Она становилась тверже и не жалела себя. Работала. К моему удивлению, она не искала встреч. Ни единой попытки приблизиться, даже намека. Я надеялся, что притяжение и любопытство возьмут свое, и она придет ко мне.
С ней ничего не было понятно, в отличие от ее мужа. Тот с женой Мэдокса Мэдса вместе ходил по магазинам и картинным галереям, смотрел кино и готовил ужин, а оставшееся время проводил в гостевой спальне. Вряд ли можно было такое не предположить. Полина, женщина сексуальная, без комплексов, впечатлилась их приездом. Но, кроме всего прочего, у нее было европейское воспитание.
Она носила прозрачные топы с тончайшими лифчиками, короткие платья или обтягивающие мини-юбки, обнажающие прекрасные загорелые ноги, высокие шпильки, красила губы огненной помадой и кокетливо укладывала волосы. Когда она гуляла или шла в торговых центрах, мужики от зависти сворачивали шеи, желая ознакомиться с задним видом куколки.

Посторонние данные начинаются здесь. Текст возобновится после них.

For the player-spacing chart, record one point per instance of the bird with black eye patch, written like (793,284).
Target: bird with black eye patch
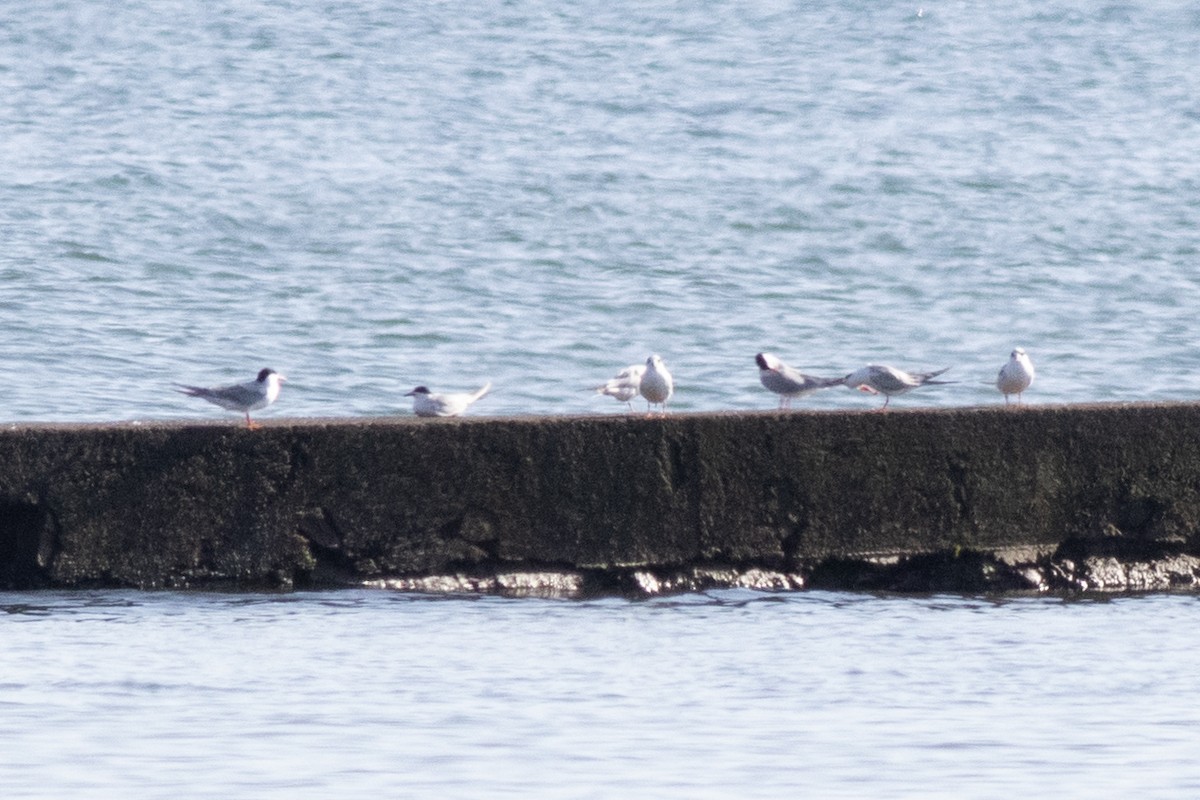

Она победоносно соблазняла чужого мужа. Все время невзначай прикасалась к нему, дразнила, прижимаясь то задом, то грудью. У того явно кружилась голова от желания обладать.
По докладам детективов, в один из дождливых весенних дней, через месяц после приезда, когда Андрей уже не мог скрывать голодного мающегося взгляда, она пришла к нему помочь составить резюме. Жаловалась на строгость мужа. Она зависела от денег и гражданства, возвращаться в Россию не планировала.
Им было настолько хорошо вместе, что Андрей все чаще задумывался у ювелирных витрин. Ему явно хотелось и нравилось жить тут.
Я не сочувствовал Мэдоксу, но и мужу Веры тоже. Его стремление вписать женщин чужой культуры в местное общество, за столько лет неугасаемое, разбилось на Полине. Мэдокс мстителен. Они через это проходили все: ревность, желание разделаться и отомстить сопернику, наказание своей женщины.
Одним из условий совместной жизни Мэдокс Мэдс выдвинул безоговорочную верность до самой смерти, и это само собой не обсуждалось. Если она хотела жить в роскоши, иметь все, что только можно поиметь в этом мире, и являться миссис Мэдс долго и счастливо, придется выполнить условие.